Senior Jins, Cho Dong-hun, Hun-ju, Lee Jae-ho (Public trial)

Defense Counsel

Law Firm C (for Defendant A)

Attorney D

Attorneys Y (Korean National Assembly for Defendant B)

The judgment below

Changwon District Court Decision 2016Gohap37 decided January 5, 2017

Imposition of Judgment

April 3, 2017

Text

All appeals filed by the prosecutor against the Defendants are dismissed.

Reasons

1. Summary of grounds for appeal;

According to the evidence submitted by the prosecutor, in relation to the Fre-election (hereinafter referred to as the "election in this case") conducted on April 13, 2016, Defendant A delivered KRW 2 million in cash to Defendant B in return for the renunciation of horse and the opposition to support, and Defendant B can fully recognize the fact that he received it. The judgment of the court below that acquitted Defendant B of the facts charged in this case is erroneous in the misapprehension of facts.

2. Determination

A. As evidence consistent with the facts charged in the instant case, there are statements made by Defendant B at the prosecution, the court below and the court of the first instance, and H in the prosecution and the court of the original instance. However, without any need to discuss the legal doctrine that “The above statements made by Defendant B and H should be based on evidence with probative value sufficient to ensure the authenticity of the facts charged to the extent that there is no reasonable doubt,” which is recognized by the record, and there is no credibility in full view of the following facts and circumstances recognized by the record.

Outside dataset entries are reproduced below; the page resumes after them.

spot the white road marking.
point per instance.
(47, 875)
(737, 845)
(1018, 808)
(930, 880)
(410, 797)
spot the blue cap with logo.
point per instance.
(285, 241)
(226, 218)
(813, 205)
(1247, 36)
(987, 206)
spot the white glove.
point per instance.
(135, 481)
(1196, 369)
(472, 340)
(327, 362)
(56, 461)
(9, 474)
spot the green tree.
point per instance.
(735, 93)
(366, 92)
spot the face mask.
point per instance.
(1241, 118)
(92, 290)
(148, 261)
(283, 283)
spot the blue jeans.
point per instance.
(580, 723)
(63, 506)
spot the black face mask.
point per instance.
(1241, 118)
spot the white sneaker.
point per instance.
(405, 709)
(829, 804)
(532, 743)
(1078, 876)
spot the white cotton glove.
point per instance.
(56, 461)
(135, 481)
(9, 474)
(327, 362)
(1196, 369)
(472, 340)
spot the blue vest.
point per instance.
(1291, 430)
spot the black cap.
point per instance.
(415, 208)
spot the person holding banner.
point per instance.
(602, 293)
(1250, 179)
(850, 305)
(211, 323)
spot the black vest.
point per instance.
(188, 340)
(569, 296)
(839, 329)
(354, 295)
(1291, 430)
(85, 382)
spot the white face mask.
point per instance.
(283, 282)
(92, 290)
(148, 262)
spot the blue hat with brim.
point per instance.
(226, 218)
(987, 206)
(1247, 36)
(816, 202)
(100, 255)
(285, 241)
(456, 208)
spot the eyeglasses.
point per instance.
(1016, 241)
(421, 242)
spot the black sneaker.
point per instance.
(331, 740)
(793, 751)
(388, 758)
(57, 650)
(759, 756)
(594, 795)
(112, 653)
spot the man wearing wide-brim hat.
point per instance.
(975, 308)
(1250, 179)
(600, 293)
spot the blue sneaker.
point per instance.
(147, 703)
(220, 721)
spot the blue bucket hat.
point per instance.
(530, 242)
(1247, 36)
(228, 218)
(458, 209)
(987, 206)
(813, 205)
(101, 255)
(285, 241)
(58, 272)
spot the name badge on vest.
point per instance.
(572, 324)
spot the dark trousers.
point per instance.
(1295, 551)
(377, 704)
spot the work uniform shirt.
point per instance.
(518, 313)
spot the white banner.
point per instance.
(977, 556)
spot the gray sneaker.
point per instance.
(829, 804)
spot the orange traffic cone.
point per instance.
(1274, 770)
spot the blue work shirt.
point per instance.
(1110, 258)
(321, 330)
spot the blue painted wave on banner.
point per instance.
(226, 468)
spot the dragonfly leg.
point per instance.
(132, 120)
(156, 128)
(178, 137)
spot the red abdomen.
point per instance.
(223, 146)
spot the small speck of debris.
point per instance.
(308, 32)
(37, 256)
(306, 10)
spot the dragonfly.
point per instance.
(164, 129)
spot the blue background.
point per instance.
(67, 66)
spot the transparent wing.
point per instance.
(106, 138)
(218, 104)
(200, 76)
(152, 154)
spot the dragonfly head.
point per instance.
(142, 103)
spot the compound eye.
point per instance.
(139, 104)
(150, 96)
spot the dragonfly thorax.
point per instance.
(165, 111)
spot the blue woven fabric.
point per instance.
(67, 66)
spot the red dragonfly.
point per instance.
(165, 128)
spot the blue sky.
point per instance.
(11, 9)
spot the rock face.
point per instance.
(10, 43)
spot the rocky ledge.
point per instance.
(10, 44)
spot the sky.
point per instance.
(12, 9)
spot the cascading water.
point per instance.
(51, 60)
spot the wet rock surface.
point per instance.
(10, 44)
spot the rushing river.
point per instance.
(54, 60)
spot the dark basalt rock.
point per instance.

B. Whether Defendant B’s withdrawal and election campaign were carried out

Defendant B declared that he will be going out of the instant election on January 20, 2016, but did not make a preliminary candidate registration, and did not carry out an election campaign, such as not only not opening an election office but also making a name tag for election campaign. In addition, Defendant B posted a krum to waive his going out on March 2, 2016 as “J” at I newspapers, and Defendant B renounced his going out completely. Since Defendant B did not prepare a recommendation letter necessary for his going out, Defendant B did not prepare a recommendation letter for his going out of the election, and Defendant B did not make a statement that Defendant B carried out an election campaign again and carried out an election campaign on March 22, 2016, which was immediately immediately preceding the election day.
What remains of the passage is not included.